In 5E, what happens is a 1st level spell only gets more powerful if you use a higher spell slot to cast it - it's not automatically more powerful, but you DO get the flexibility to make it powerful - at the cost of being able to cast a higher level spell.
Prepared Spell Planning
Previously, preparing spells was pretty much the difference between useful or useless as a character.
Let's say you can cast 3 spells of 1st level power. And you prepare Magic Missle as one of them. You cast the spell. Later on, you really need to cast Magic Missle again - too bad! You used up the one and only memorized casting of it you had. You had to plan how many multiples of a spell to prep if you thought you might need more than one. If you guessed wrong, you basically had a useless character for that game day.
In 5E, you prep a list of spells you can cast, but you can assign the number of spell slots to cast them in any way you want, provided you meet the level limits. So, if you need 3 Magic Missles that day, you can spend all of your castings on that. If you need 3 Sleep spells, you can do that, instead.

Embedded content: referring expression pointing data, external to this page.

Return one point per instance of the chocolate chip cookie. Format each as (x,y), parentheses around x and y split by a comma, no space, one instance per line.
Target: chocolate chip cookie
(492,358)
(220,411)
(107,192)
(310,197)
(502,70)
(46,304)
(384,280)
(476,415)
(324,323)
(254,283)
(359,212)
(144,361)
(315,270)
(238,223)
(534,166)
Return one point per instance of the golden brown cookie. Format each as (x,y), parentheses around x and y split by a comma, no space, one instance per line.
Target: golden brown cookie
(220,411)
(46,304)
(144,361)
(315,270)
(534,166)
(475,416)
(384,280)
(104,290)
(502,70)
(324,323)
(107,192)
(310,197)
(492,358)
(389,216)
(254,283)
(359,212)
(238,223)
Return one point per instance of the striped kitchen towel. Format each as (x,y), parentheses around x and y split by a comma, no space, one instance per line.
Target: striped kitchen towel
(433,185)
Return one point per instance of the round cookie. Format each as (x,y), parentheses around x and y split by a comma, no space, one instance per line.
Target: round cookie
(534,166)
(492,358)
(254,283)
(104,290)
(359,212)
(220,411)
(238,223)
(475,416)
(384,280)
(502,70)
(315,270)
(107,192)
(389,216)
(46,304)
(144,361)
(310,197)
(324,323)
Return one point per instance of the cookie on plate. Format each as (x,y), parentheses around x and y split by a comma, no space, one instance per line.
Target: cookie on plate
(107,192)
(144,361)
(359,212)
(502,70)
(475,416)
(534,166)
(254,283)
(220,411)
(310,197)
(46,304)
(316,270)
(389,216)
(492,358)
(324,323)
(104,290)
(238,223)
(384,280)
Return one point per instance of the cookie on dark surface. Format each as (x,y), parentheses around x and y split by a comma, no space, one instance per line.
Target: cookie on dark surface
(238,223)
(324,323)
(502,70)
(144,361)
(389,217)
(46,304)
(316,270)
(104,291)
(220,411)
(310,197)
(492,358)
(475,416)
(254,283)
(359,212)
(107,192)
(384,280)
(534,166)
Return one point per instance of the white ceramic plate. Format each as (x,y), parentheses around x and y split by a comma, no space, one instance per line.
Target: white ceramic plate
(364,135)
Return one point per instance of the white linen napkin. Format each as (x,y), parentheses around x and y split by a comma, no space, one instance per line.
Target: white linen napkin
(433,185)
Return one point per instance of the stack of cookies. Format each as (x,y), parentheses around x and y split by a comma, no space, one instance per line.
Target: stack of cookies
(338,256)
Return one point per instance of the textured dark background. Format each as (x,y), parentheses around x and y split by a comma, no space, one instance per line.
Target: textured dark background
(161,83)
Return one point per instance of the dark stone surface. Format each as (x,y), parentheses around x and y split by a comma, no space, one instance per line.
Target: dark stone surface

You plan ahead the general load out, but the specifics within that loadout, you make the call as you go.
Low Level vs. High Level Spell Competition
Finally, because of that set up, you have to make some interesting choices about your prepared spell load outs - you will have to decide how many spells to prepare of what kind of level - do you have more flexibility with lower levels spells, or higher level spells?
Lower level spells can often also be cast at higher levels, so there's a flexibility in power, to that. On the other hand higher level spells give you access to certain effects you can't get any other way. If you've only got 1 or 2 high level spell slots, maybe you want some flexibility in prepared spell options so you can use them the best way possible.
All in all, the new system still rewards strategically considering which spells to prepare, but isn't overly punishing or forces mages into a binary of useful/useless. There's some mild effects that look like they're aimed at somewhat curbing the "quadratic wizard" effect, though I'm guessing we'll have to wait until the full rules drop to say much of anything about the whether that actually happens.